Perhaps unsurprisingly, the effects of signal strength on throughput are far more pronounced and predictable here than on any other device we've ever seen: with a single bar of LTE strength, we'd typically get 5 to 7Mbps down; with two, 10 to 12; and with three, 15 and up. In any event, you're in good shape compared to competing technologies.
[Update: We've been told by Ookla that the Thunderbolt's massive send buffer is responsible for the erroneously high uplink speeds -- they've got a fix in the works and it'll be available as an update to the Speedtest.net app soon.]

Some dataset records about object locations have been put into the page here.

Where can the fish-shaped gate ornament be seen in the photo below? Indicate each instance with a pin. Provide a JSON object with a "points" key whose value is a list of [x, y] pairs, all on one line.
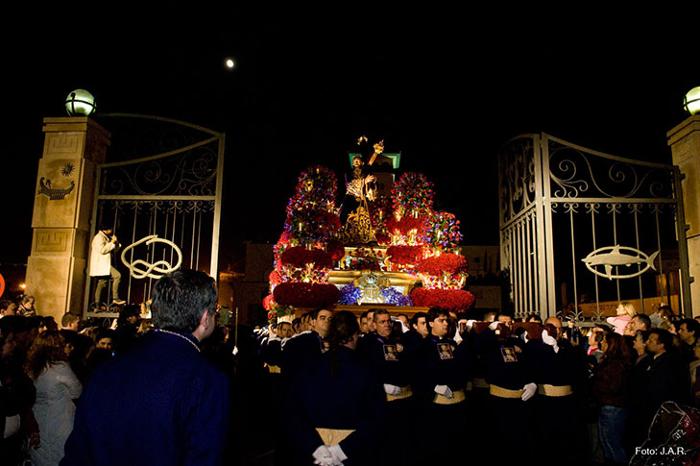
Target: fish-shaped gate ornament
{"points": [[612, 256], [160, 267]]}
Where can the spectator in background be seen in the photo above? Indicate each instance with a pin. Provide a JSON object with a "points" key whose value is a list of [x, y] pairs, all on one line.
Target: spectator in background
{"points": [[26, 306], [7, 308], [56, 388], [162, 403]]}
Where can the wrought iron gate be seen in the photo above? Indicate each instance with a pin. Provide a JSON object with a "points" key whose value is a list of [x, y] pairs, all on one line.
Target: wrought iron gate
{"points": [[569, 218], [174, 194]]}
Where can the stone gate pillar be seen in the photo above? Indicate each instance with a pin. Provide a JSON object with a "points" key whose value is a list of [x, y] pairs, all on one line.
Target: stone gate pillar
{"points": [[63, 203], [684, 140]]}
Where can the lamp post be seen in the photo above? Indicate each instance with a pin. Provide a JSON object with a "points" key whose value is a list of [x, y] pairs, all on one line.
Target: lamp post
{"points": [[691, 101], [80, 103]]}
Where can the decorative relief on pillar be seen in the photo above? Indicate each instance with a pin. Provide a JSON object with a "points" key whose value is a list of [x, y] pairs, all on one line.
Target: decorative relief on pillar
{"points": [[54, 194], [63, 143], [51, 240]]}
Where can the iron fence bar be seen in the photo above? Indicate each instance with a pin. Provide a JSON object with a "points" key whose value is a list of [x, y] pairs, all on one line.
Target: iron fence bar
{"points": [[661, 262], [141, 197], [542, 158], [614, 214], [615, 200], [595, 247], [131, 255], [194, 225], [681, 229], [214, 264], [635, 208], [199, 237], [573, 257]]}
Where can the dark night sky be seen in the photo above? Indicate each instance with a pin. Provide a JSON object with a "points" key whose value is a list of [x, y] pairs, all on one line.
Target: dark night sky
{"points": [[447, 93]]}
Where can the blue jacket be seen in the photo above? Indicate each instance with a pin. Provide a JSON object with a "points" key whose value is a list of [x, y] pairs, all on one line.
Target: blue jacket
{"points": [[161, 403]]}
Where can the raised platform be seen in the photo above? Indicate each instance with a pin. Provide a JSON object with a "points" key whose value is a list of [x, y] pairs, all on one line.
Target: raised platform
{"points": [[393, 310]]}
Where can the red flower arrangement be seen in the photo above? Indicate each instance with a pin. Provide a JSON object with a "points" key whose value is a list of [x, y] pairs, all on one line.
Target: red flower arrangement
{"points": [[268, 301], [413, 193], [405, 255], [336, 250], [275, 278], [299, 257], [406, 224], [436, 265], [306, 294], [451, 300], [382, 238]]}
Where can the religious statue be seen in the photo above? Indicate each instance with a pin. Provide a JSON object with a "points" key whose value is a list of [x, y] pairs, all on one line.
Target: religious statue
{"points": [[363, 188]]}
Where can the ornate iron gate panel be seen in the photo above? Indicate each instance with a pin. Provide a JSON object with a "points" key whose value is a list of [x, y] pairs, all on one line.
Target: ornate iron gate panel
{"points": [[582, 230], [165, 208]]}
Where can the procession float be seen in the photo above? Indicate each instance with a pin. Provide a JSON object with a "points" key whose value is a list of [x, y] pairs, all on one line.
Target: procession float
{"points": [[384, 245]]}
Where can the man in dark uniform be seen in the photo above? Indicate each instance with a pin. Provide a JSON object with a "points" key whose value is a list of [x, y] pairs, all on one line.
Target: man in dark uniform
{"points": [[511, 385], [306, 347], [439, 384], [335, 410], [555, 365], [384, 354]]}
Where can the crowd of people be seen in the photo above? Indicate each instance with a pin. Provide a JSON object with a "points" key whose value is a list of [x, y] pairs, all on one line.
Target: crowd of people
{"points": [[331, 388]]}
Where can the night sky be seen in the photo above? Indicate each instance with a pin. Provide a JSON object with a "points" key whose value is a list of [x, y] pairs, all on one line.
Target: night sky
{"points": [[446, 91]]}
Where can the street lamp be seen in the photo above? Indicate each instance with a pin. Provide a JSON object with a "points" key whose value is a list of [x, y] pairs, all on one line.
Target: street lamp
{"points": [[691, 101], [80, 102]]}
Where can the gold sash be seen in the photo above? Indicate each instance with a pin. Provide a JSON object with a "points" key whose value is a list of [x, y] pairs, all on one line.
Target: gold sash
{"points": [[457, 397], [501, 392], [405, 392], [333, 436], [554, 390]]}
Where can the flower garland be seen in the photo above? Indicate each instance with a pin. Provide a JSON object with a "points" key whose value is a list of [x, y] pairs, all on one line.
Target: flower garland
{"points": [[443, 231], [395, 297], [405, 255], [336, 250], [274, 310], [350, 294], [306, 294], [363, 259], [299, 257], [443, 263], [412, 194], [451, 300]]}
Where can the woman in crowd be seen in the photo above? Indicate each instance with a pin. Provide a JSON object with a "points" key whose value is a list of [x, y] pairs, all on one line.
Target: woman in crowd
{"points": [[610, 389], [56, 388]]}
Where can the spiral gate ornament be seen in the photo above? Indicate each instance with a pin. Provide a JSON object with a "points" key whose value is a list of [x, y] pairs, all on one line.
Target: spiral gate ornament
{"points": [[142, 269]]}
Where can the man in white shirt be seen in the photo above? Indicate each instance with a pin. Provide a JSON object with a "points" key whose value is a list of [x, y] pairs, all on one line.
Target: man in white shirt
{"points": [[101, 267]]}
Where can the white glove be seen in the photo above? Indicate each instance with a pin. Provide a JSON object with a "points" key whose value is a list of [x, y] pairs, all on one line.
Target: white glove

Using the Thunderbolt with its mobile hotspot mode enabled was a breeze, too, and yielded blazing cable modem-like speeds (the first time we used it, the phone started acting erratically and kept switching between EV-DO and LTE, rendering the connection basically useless, but we haven't been able to reproduce it since).
Interestingly, upstream speeds are far more down-to-earth when using the hotspot, but we're not sure why. As Verizon has said in the past, low latency makes a big difference in your perception of how fast a connection really is -- and with multiplayer gaming, it becomes even more critical. For comparison, the Thunderbolt yielded ping times consistently south of 100ms, while our Inspire 4G -- in an HSPA+ area with four to five bars of reception -- was getting ping times typically ranging from 120ms to 280ms (and throughput was lower by an order of magnitude).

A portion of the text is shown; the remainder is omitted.